# Complete Workflow: From Text to Network Contagion Analysis

This notebook demonstrates a full end-to-end workflow using the Network Inference Toolkit:

1. **Data Loading & Preparation** - Load and clean text data
2. **Network Building** - Build semantic network from co-occurrence
3. **Network Analysis** - Analyze network structure and communities
4. **Contagion Simulation** - Model information spread on the network
5. **Visualization** - Visualize networks and simulation results

**Dataset**: We'll use sample political discussion data, but this workflow applies to any text corpus.

In [None]:
import pandas as pd
import numpy as np
import networkx as nx
import matplotlib.pyplot as plt
from pathlib import Path

# Suppress warnings for cleaner output
import warnings
warnings.filterwarnings('ignore')

print("✓ Imports successful")

## 1. Data Loading & Preparation

First, we'll load sample data and inspect its structure.

In [None]:
# Create sample data if needed
sample_texts = [
    "Climate change requires urgent policy action and international cooperation",
    "Economic policy should focus on job creation and sustainable growth",
    "Healthcare reform needs bipartisan support to improve access",
    "Climate policy and environmental protection are critical priorities",
    "International trade policy affects domestic job markets significantly",
    "Sustainable development requires balancing economic and environmental goals",
    "Healthcare access remains a pressing policy challenge nationwide",
    "Job creation through infrastructure investment boosts economic growth",
    "Environmental regulations impact both climate and economic policy",
    "International cooperation on climate change shows mixed results",
] * 10  # Repeat to have more data

# Create DataFrame
df = pd.DataFrame({
    'text': sample_texts,
    'id': range(len(sample_texts)),
    'timestamp': pd.date_range('2024-01-01', periods=len(sample_texts), freq='H')
})

print(f"Loaded {len(df)} documents")
print(f"\nSample data:")
df.head(3)

In [None]:
# Basic data quality checks
print("Data Quality Summary:")
print(f"  Missing values: {df['text'].isna().sum()}")
print(f"  Empty strings: {(df['text'].str.len() == 0).sum()}")
print(f"  Avg text length: {df['text'].str.len().mean():.1f} characters")
print(f"  Date range: {df['timestamp'].min()} to {df['timestamp'].max()}")

## 2. Network Building

We'll build a semantic network based on term co-occurrence patterns.

In [None]:
# Save data to temporary file for CLI processing
import tempfile
import os

temp_dir = tempfile.mkdtemp()
input_file = os.path.join(temp_dir, 'input.csv')
output_dir = os.path.join(temp_dir, 'output')

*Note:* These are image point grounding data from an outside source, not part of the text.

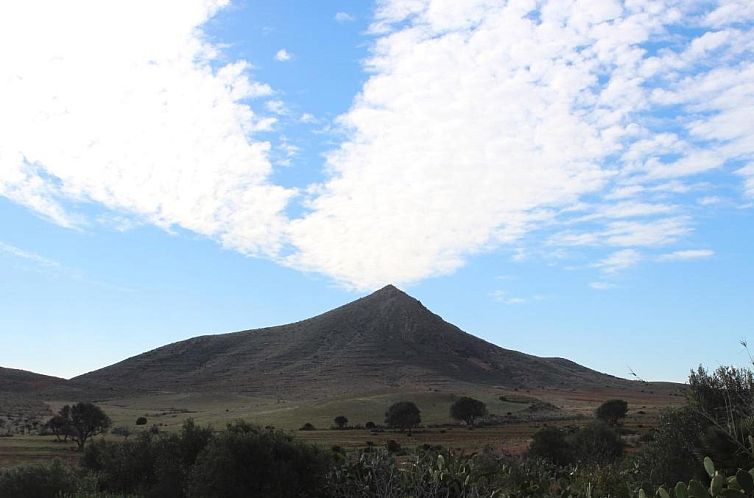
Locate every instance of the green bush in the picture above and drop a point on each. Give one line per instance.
(37, 481)
(246, 461)
(149, 465)
(403, 415)
(467, 409)
(596, 444)
(550, 444)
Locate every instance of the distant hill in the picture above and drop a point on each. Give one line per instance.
(21, 381)
(386, 341)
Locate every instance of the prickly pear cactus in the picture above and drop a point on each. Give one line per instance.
(740, 485)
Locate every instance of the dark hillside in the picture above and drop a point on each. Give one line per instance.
(385, 341)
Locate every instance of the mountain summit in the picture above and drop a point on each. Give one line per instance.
(385, 341)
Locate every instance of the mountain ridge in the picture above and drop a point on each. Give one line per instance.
(384, 341)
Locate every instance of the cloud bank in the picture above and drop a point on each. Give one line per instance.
(485, 120)
(124, 104)
(481, 123)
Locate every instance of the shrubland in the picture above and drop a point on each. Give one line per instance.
(701, 450)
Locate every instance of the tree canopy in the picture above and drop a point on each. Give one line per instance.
(403, 414)
(467, 409)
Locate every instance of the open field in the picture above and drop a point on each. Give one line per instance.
(168, 411)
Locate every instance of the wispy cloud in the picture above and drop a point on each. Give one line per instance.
(283, 55)
(344, 17)
(480, 124)
(28, 256)
(503, 297)
(601, 285)
(687, 255)
(618, 261)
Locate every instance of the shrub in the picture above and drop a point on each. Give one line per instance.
(121, 430)
(550, 444)
(37, 481)
(403, 414)
(597, 443)
(467, 409)
(672, 452)
(246, 461)
(153, 466)
(393, 446)
(612, 411)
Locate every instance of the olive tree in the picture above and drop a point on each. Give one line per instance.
(467, 409)
(404, 415)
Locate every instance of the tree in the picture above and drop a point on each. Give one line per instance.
(403, 414)
(246, 461)
(121, 430)
(612, 411)
(550, 444)
(597, 444)
(467, 409)
(87, 420)
(60, 424)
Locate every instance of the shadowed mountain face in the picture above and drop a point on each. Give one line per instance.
(383, 342)
(21, 381)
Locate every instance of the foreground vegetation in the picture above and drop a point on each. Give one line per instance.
(245, 460)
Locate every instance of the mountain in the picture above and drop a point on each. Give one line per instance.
(386, 341)
(21, 381)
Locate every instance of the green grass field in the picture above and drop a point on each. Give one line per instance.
(168, 411)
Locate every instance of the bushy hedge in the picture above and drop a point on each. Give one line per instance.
(38, 481)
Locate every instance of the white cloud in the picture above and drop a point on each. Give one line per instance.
(119, 104)
(503, 297)
(601, 285)
(481, 122)
(480, 118)
(687, 255)
(29, 256)
(748, 174)
(307, 118)
(344, 17)
(283, 55)
(619, 260)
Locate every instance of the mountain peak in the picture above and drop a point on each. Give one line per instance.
(389, 291)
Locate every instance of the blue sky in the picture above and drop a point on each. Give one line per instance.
(567, 179)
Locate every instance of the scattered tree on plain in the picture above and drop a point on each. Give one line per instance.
(60, 424)
(121, 430)
(341, 421)
(79, 422)
(404, 415)
(612, 411)
(467, 409)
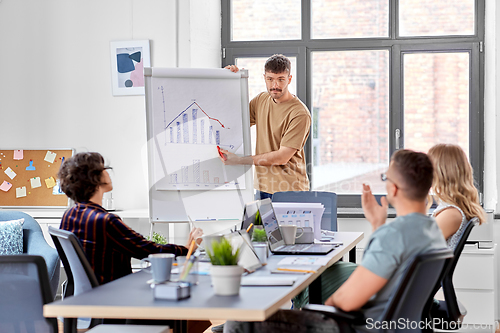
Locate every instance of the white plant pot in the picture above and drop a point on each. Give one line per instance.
(261, 249)
(226, 279)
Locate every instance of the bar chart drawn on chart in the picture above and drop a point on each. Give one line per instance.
(194, 119)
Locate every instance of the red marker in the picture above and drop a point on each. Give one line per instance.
(221, 154)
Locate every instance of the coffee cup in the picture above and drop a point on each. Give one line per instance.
(208, 240)
(160, 266)
(289, 233)
(261, 251)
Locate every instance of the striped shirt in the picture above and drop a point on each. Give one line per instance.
(108, 243)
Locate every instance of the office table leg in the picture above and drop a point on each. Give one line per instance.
(315, 291)
(180, 326)
(352, 255)
(69, 325)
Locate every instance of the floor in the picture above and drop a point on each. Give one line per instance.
(214, 323)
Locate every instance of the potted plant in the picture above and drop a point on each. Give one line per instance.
(225, 272)
(259, 240)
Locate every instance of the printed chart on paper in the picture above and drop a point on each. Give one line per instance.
(192, 117)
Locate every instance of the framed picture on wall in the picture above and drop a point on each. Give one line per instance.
(128, 59)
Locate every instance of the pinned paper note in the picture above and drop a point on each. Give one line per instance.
(50, 182)
(18, 154)
(35, 182)
(20, 192)
(9, 172)
(31, 167)
(56, 190)
(5, 186)
(50, 156)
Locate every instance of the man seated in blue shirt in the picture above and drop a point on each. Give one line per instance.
(389, 249)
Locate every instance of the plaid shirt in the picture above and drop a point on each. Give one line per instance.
(108, 243)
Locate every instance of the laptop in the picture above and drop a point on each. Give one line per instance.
(275, 239)
(249, 214)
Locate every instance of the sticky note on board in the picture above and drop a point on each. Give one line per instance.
(50, 156)
(18, 154)
(50, 182)
(20, 192)
(5, 186)
(9, 172)
(36, 182)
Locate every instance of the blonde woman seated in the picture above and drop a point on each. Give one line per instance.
(453, 188)
(458, 202)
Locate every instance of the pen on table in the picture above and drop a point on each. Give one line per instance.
(221, 154)
(191, 224)
(295, 270)
(188, 265)
(191, 248)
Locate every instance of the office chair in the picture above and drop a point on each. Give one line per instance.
(328, 199)
(451, 312)
(411, 300)
(34, 243)
(25, 288)
(81, 277)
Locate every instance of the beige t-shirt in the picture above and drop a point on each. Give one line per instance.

df.to_csv(input_file, index=False)
print(f"Data saved to: {input_file}")
print(f"Output directory: {output_dir}")

In [None]:
# Build semantic network using CLI
!python -m src.semantic.build_semantic_network \
    --input {input_file} \
    --outdir {output_dir} \
    --min-df 2 \
    --topk 10 \
    --output-format csv

In [None]:
# Load network results
nodes_df = pd.read_csv(os.path.join(output_dir, 'nodes.csv'))
edges_df = pd.read_csv(os.path.join(output_dir, 'edges.csv'))

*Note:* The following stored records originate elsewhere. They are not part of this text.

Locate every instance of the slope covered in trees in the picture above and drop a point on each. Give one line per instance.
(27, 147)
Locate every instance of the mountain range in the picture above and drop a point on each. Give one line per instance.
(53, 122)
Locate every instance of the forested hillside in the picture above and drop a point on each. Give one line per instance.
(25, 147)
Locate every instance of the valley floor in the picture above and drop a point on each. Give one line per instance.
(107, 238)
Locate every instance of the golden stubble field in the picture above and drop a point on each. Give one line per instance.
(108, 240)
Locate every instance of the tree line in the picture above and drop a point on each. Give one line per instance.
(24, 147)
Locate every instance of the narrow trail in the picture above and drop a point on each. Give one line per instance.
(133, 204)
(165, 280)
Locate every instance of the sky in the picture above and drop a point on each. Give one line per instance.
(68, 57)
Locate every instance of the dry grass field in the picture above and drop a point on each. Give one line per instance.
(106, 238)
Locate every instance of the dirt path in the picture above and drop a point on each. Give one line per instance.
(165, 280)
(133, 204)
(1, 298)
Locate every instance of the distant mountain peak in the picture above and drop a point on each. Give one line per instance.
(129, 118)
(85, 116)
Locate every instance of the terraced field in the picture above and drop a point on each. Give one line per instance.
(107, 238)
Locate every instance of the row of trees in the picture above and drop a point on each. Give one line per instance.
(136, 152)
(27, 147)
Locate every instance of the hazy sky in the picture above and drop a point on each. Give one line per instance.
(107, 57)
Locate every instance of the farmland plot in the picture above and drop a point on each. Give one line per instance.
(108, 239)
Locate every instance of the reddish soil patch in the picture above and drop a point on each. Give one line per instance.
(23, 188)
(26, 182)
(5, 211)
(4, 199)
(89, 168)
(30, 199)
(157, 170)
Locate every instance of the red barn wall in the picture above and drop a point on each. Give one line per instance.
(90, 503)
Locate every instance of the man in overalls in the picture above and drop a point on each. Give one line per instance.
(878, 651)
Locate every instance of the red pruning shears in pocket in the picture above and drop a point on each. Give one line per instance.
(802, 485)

print(f"Network Statistics:")
print(f"  Nodes (terms): {len(nodes_df)}")
print(f"  Edges (co-occurrences): {len(edges_df)}")
print(f"  Avg degree: {2 * len(edges_df) / len(nodes_df):.2f}")

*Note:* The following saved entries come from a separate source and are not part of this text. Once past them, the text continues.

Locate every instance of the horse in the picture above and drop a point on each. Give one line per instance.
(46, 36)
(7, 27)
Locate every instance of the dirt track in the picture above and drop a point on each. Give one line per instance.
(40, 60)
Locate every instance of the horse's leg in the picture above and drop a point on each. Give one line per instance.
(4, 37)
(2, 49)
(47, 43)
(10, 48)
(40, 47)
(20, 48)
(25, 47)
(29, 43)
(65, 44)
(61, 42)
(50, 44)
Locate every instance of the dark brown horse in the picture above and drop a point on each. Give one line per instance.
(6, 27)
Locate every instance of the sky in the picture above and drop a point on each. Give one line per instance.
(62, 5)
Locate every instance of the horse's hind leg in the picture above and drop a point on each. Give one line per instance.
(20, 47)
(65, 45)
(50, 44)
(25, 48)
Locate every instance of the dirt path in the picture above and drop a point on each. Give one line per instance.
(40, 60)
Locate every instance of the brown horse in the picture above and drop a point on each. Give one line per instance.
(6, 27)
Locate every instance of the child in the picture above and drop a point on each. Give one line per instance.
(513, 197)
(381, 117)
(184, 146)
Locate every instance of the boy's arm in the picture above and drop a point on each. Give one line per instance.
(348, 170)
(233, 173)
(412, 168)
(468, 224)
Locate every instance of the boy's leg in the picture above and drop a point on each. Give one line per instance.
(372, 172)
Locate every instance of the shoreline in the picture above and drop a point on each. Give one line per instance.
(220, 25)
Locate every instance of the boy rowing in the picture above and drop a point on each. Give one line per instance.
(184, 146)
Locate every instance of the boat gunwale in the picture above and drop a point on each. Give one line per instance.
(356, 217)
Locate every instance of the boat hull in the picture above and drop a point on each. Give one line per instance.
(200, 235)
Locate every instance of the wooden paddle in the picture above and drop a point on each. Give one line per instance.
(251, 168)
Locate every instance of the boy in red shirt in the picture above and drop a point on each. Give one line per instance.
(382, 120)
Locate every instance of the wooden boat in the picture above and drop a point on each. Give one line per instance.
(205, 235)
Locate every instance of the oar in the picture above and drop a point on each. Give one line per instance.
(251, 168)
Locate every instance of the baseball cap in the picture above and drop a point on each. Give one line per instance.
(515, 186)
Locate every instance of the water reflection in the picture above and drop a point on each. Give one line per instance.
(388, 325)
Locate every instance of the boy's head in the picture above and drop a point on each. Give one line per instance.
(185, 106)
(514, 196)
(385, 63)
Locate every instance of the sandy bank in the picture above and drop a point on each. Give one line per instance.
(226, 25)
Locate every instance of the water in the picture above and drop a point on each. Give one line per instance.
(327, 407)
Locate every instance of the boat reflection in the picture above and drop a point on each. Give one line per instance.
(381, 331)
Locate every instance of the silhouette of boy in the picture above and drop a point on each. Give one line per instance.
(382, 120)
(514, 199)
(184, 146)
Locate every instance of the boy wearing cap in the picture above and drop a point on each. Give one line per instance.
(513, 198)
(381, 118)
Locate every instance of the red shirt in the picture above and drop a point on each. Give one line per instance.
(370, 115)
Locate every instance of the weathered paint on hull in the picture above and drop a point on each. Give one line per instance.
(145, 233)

print(f"\nTop 10 terms by frequency:")
nodes_df.nlargest(10, 'count')[['token', 'count']]

In [None]:
# Inspect edge weights
print("Edge weight distribution:")
print(edges_df['weight'].describe())

print(f"\nTop 10 strongest edges:")
edges_df.nlargest(10, 'weight')[['src', 'dst', 'weight']]

## 3. Network Analysis

Analyze the network structure and detect communities.

In [None]:
# Load network into NetworkX
G = nx.Graph()

# Add nodes with attributes
for _, row in nodes_df.iterrows():
    G.add_node(row['id'], token=row['token'], count=row['count'])

# Add edges with weights
for _, row in edges_df.iterrows():
    G.add_edge(row['src'], row['dst'], weight=row['weight'])

print(f"NetworkX Graph:")
print(f"  Nodes: {G.number_of_nodes()}")
print(f"  Edges: {G.number_of_edges()}")
print(f"  Connected: {nx.is_connected(G)}")

In [None]:
# Compute network metrics
print("Network Metrics:")
print(f"  Density: {nx.density(G):.4f}")
print(f"  Average clustering: {nx.average_clustering(G):.4f}")

if nx.is_connected(G):
    print(f"  Average path length: {nx.average_shortest_path_length(G):.2f}")
    print(f"  Diameter: {nx.diameter(G)}")
else:
    print(f"  Connected components: {nx.number_connected_components(G)}")
    largest_cc = max(nx.connected_components(G), key=len)
    print(f"  Largest component size: {len(largest_cc)}")

In [None]:
# Detect communities using Louvain
from networkx.algorithms import community

communities = community.louvain_communities(G, seed=42)
print(f"\nCommunity Detection:")
print(f"  Number of communities: {len(communities)}")
print(f"  Community sizes: {[len(c) for c in communities]}")

# Assign community labels
node_to_comm = {}
for i, comm in enumerate(communities):
    for node in comm:
        node_to_comm[node] = i

# Show community memberships
for i, comm in enumerate(communities):
    tokens = [G.nodes[n]['token'] for n in comm]
    print(f"\nCommunity {i}: {', '.join(tokens[:10])}{'...' if len(tokens) > 10 else ''}")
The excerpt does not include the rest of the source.